In deze bijdrage wordt geen waardeoordeel geveld over de aanpak van de coronacrisis door de federale regering. Het zou evenwel van moedwillige blindheid getuigen niet stil te staan bij de reputatieschade die de Vlaamse liberalen de voorbije jaren opliepen als resultaat van deze aanpak. Avondklokken, verplaatsings- en samenscholingsverboden, politionele woonstbetredingen en coronapassen vormden grove inbreuken op de liberale grondwet. Dat de parlementaire democratie tijdens diezelfde periode aan de kant werd geschoven ten voordele van een besluitenregering, schoot bij ‘klassieke liberalen’ eveneens in het verkeerde keelgat.
Sociale welzijnsstaat
Bovenstaande verklaringen – coöptatie (1) en verzaking (2) – volstaan niet om de neergang van de Open VLD te verklaren. Ze zijn niet onbelangrijk, maar moeten begrepen worden als versterker voor het structureel probleem waarmee het liberalisme geconfronteerd wordt: de verstaatsing van de Belgische samenleving.

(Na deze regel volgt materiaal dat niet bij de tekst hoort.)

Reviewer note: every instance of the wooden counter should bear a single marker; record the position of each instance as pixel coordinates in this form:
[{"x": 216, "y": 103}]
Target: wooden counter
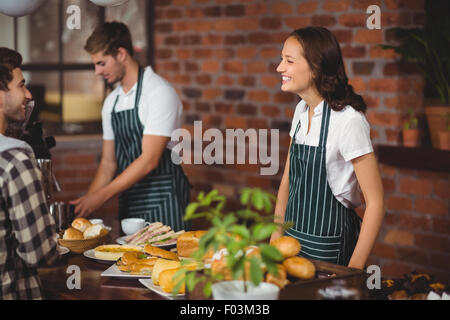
[{"x": 95, "y": 287}]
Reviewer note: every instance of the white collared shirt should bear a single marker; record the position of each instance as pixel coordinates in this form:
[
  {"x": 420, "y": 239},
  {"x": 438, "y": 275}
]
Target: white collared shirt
[
  {"x": 348, "y": 138},
  {"x": 160, "y": 108}
]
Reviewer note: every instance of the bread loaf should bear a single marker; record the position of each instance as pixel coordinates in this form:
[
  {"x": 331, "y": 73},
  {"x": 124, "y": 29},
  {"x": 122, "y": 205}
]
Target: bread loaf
[
  {"x": 300, "y": 267},
  {"x": 288, "y": 246},
  {"x": 187, "y": 243},
  {"x": 113, "y": 252},
  {"x": 160, "y": 266},
  {"x": 168, "y": 281},
  {"x": 72, "y": 234},
  {"x": 160, "y": 253},
  {"x": 81, "y": 224},
  {"x": 94, "y": 231}
]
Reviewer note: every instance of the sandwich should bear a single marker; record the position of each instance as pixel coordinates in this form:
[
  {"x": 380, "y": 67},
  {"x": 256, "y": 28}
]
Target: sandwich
[
  {"x": 136, "y": 263},
  {"x": 154, "y": 233}
]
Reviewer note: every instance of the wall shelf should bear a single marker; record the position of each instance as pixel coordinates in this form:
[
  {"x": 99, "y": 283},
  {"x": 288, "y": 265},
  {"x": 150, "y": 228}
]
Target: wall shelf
[{"x": 421, "y": 158}]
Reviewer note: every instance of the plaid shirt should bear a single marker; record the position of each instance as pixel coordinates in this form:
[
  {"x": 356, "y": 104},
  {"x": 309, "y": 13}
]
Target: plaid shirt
[{"x": 27, "y": 230}]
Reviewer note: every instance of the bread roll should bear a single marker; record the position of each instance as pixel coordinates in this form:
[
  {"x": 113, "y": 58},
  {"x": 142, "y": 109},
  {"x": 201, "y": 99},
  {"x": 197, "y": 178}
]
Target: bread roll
[
  {"x": 113, "y": 252},
  {"x": 95, "y": 231},
  {"x": 187, "y": 243},
  {"x": 138, "y": 268},
  {"x": 160, "y": 266},
  {"x": 129, "y": 258},
  {"x": 72, "y": 234},
  {"x": 288, "y": 246},
  {"x": 167, "y": 281},
  {"x": 279, "y": 280},
  {"x": 81, "y": 224},
  {"x": 300, "y": 267},
  {"x": 160, "y": 253}
]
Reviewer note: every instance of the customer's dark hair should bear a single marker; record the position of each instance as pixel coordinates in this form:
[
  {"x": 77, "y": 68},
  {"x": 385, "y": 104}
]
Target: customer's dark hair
[
  {"x": 323, "y": 53},
  {"x": 108, "y": 38},
  {"x": 9, "y": 60}
]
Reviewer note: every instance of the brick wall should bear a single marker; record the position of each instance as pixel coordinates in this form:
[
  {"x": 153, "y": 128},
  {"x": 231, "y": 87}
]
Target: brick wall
[{"x": 221, "y": 57}]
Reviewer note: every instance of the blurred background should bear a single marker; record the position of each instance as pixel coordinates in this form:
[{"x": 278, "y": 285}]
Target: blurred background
[{"x": 221, "y": 57}]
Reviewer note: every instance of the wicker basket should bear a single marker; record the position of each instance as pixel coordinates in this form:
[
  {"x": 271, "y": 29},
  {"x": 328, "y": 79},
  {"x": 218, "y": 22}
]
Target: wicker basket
[{"x": 80, "y": 246}]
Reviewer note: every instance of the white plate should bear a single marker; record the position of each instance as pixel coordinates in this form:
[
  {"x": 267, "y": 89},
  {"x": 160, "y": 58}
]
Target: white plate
[
  {"x": 90, "y": 254},
  {"x": 113, "y": 271},
  {"x": 148, "y": 283},
  {"x": 62, "y": 250}
]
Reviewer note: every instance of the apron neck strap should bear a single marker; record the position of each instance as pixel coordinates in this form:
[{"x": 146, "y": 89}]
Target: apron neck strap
[
  {"x": 324, "y": 126},
  {"x": 138, "y": 90}
]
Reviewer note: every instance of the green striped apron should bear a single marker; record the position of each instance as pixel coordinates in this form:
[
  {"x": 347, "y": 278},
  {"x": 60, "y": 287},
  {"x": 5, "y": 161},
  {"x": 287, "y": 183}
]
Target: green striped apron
[
  {"x": 163, "y": 194},
  {"x": 326, "y": 229}
]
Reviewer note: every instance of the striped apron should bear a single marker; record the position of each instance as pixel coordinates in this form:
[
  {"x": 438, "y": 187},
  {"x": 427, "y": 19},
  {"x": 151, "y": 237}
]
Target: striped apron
[
  {"x": 326, "y": 229},
  {"x": 163, "y": 194}
]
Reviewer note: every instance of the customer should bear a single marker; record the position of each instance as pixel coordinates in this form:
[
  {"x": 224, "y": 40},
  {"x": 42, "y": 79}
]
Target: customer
[
  {"x": 27, "y": 231},
  {"x": 331, "y": 156},
  {"x": 139, "y": 117}
]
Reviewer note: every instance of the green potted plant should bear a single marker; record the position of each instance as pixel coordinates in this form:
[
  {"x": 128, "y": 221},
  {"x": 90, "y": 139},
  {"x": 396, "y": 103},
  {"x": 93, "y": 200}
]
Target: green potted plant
[
  {"x": 411, "y": 133},
  {"x": 429, "y": 48},
  {"x": 444, "y": 136},
  {"x": 233, "y": 233}
]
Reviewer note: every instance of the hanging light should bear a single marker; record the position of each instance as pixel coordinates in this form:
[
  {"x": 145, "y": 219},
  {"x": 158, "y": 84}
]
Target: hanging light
[
  {"x": 19, "y": 8},
  {"x": 107, "y": 3}
]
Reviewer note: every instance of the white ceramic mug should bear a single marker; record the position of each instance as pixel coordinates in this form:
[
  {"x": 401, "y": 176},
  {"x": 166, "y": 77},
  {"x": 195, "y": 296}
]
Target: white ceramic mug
[
  {"x": 131, "y": 225},
  {"x": 96, "y": 221}
]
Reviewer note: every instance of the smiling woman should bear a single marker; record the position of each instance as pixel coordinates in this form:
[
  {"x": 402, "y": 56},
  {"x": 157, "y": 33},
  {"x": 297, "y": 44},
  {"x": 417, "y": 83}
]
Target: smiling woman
[{"x": 330, "y": 156}]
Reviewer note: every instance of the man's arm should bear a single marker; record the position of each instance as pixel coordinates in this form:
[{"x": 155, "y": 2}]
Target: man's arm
[
  {"x": 152, "y": 150},
  {"x": 369, "y": 179},
  {"x": 107, "y": 168},
  {"x": 33, "y": 226}
]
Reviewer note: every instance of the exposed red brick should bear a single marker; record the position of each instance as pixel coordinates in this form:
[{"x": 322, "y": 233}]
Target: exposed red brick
[
  {"x": 353, "y": 52},
  {"x": 259, "y": 96},
  {"x": 336, "y": 5},
  {"x": 247, "y": 81},
  {"x": 281, "y": 8},
  {"x": 246, "y": 52},
  {"x": 383, "y": 250},
  {"x": 233, "y": 66},
  {"x": 307, "y": 7},
  {"x": 398, "y": 203},
  {"x": 353, "y": 20},
  {"x": 271, "y": 81},
  {"x": 212, "y": 93},
  {"x": 395, "y": 270},
  {"x": 441, "y": 224},
  {"x": 323, "y": 20},
  {"x": 432, "y": 206},
  {"x": 432, "y": 241},
  {"x": 298, "y": 22},
  {"x": 270, "y": 111},
  {"x": 210, "y": 66},
  {"x": 413, "y": 255},
  {"x": 270, "y": 23},
  {"x": 368, "y": 36}
]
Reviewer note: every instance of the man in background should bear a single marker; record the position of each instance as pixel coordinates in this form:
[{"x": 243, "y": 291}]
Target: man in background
[{"x": 27, "y": 231}]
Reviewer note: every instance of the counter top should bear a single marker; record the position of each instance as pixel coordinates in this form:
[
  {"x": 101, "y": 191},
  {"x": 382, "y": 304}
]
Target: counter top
[{"x": 93, "y": 286}]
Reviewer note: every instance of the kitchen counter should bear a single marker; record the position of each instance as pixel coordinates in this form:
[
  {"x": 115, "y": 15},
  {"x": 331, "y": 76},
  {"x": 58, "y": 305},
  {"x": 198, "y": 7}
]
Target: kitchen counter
[{"x": 93, "y": 286}]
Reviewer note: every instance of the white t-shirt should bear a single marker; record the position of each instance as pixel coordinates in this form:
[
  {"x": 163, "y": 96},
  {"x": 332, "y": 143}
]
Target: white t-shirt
[
  {"x": 160, "y": 108},
  {"x": 348, "y": 138}
]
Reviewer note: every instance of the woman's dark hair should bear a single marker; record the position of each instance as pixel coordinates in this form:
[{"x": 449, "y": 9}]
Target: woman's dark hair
[
  {"x": 9, "y": 60},
  {"x": 108, "y": 38},
  {"x": 323, "y": 53}
]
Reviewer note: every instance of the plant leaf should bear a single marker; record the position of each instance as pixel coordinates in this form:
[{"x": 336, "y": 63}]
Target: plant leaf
[
  {"x": 263, "y": 231},
  {"x": 256, "y": 274},
  {"x": 270, "y": 252}
]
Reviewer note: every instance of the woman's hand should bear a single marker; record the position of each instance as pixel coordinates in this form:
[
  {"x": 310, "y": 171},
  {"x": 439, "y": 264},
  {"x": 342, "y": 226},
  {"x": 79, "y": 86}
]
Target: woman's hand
[{"x": 88, "y": 203}]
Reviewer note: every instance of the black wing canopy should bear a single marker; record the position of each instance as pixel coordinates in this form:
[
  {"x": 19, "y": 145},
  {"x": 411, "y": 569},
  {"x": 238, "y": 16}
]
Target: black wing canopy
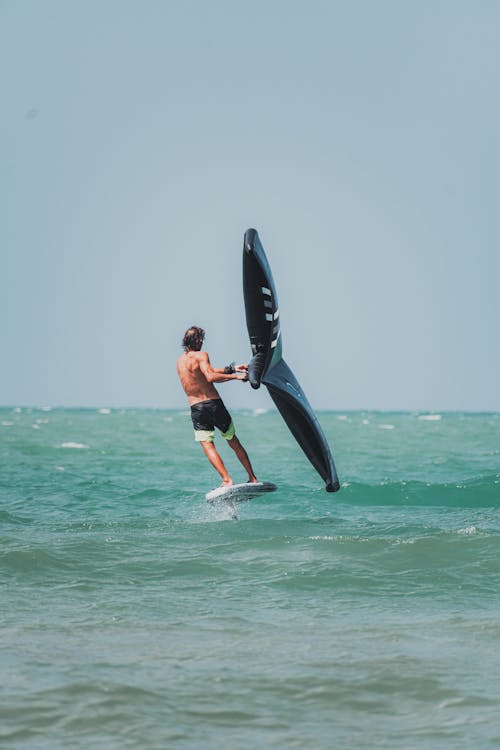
[{"x": 267, "y": 365}]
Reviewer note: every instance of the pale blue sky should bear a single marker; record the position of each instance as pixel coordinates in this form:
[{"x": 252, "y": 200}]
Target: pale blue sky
[{"x": 138, "y": 141}]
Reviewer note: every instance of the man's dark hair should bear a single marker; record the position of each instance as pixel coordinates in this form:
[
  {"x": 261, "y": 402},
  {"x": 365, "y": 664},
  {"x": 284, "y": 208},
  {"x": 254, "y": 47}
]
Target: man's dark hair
[{"x": 193, "y": 339}]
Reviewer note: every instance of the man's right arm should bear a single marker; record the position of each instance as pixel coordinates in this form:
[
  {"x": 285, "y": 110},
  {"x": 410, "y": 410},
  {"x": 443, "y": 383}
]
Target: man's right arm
[{"x": 217, "y": 374}]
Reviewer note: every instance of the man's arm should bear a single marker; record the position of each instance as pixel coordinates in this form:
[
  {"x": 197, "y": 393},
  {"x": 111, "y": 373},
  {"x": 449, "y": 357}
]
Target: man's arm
[{"x": 218, "y": 374}]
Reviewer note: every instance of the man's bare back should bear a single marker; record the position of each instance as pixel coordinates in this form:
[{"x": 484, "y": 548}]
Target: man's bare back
[{"x": 197, "y": 376}]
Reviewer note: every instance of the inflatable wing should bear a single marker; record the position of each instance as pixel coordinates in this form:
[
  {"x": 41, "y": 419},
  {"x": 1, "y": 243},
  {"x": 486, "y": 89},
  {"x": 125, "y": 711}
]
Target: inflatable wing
[{"x": 267, "y": 365}]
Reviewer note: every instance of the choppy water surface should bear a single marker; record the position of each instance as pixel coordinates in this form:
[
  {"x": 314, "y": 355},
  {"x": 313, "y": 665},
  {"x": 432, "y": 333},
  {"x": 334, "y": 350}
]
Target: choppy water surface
[{"x": 135, "y": 616}]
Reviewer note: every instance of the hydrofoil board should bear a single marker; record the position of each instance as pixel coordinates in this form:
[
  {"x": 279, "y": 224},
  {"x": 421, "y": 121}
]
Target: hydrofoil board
[{"x": 239, "y": 492}]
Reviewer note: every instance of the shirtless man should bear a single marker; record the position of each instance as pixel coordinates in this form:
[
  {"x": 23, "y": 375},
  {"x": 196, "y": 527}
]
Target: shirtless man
[{"x": 197, "y": 377}]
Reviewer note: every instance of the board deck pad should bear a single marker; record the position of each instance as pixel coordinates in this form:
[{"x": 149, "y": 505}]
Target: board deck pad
[{"x": 239, "y": 492}]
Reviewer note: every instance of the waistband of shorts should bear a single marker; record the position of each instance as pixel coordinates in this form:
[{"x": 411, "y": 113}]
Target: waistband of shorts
[{"x": 206, "y": 401}]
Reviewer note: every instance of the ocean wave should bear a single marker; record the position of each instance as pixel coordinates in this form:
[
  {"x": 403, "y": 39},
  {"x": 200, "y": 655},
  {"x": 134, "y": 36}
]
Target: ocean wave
[{"x": 477, "y": 492}]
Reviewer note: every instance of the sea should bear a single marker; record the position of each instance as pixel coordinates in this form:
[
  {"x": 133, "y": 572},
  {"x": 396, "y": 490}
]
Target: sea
[{"x": 135, "y": 615}]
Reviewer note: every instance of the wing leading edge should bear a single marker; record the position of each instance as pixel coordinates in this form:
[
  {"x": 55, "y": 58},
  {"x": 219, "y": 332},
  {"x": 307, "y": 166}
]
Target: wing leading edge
[{"x": 268, "y": 366}]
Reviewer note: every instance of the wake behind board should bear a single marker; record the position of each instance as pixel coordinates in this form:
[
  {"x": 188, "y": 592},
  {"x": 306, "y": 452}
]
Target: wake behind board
[{"x": 239, "y": 492}]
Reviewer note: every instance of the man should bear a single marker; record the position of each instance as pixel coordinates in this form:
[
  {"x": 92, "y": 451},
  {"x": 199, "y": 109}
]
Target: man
[{"x": 197, "y": 377}]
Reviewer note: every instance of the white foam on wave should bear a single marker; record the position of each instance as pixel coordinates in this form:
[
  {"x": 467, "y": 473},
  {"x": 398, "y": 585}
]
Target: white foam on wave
[{"x": 468, "y": 531}]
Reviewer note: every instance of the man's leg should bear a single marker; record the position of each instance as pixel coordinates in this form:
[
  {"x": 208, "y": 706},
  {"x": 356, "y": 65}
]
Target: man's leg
[
  {"x": 216, "y": 461},
  {"x": 242, "y": 457}
]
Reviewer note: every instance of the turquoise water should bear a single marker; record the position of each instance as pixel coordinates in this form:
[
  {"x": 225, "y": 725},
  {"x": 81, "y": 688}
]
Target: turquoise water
[{"x": 135, "y": 616}]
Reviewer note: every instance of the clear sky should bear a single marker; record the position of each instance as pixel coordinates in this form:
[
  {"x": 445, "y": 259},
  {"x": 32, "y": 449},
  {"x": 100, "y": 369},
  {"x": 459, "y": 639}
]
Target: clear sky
[{"x": 140, "y": 139}]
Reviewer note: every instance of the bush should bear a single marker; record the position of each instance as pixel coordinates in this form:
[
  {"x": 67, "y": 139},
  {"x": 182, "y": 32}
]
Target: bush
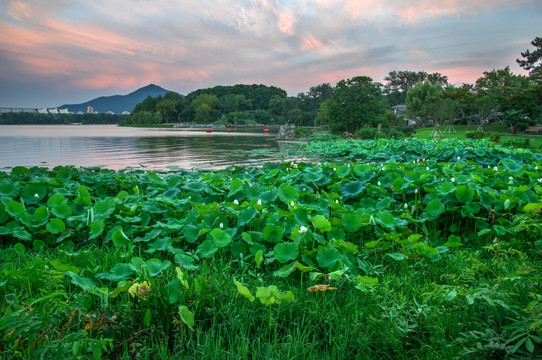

Het einde van de Tweede Wereldoorlog was het startschot van een aan een ijltempo groeiende consensus dat ‘de overheid’ een centrale rol diende te spelen in de nationale welvaartscreatie. De liberale laissez-faire-staat werd ingeruild voor een sociale welvaartstaat, die op zijn beurt ingeruild werd voor de sociale welzijnsstaat. De Belgische overheden financieren het (hoger) onderwijs van haar jonge burgers, organiseren of subsidiëren cultuur en recreatie en ondersteunen via sociale bijstand, verzekeringen en dienstverlening hun gezinnen, zieken, werklozen en gepensioneerden.
Ingeburgerd, verloochend en verworpen
Een kostelijke affaire die liberale hervormers denken te kunnen benutten. De hoge belastingen en oplopende staatschuld vragen om een ‘ontvetting’ van de Belgische Staat en een opwaardering van de private marktwerking. Dat opent de deur voor een mooie lastenverlaging. Een minder gevulde schatkist betekent echter ook dat de staatsuitgaven onder controle moeten worden gebracht. Realistisch is dit maar mogelijk door te snijden in de sociale zekerheid en/of het onderwijs. De Senaat afschaffen is ‘laaghangend fruit’, maar een slanke overheid levert het niet op.
Het economisch liberalisme is de laatste troef van de Open VLD, maar slechts weinigen lijken te hopen dat de partij ze uitspeelt. Iedere Vlaming wil meer netto overhouden aan het einde van de maand, maar slechts weinigen lijken bereid de sociale welzijnsstaat ervoor uit te hollen. Hun liefde voor – of toch koele beminning van – overheidsbescherming is groter dan hun afkeer van overheidsbelasting.
Kortom: het liberale gedachtegoed is ingeburgerd (1), werd verloochend (2) of wordt verworpen (3). En geen personeelswissel of stijlbreuk brengt daar voor 2024 verandering in.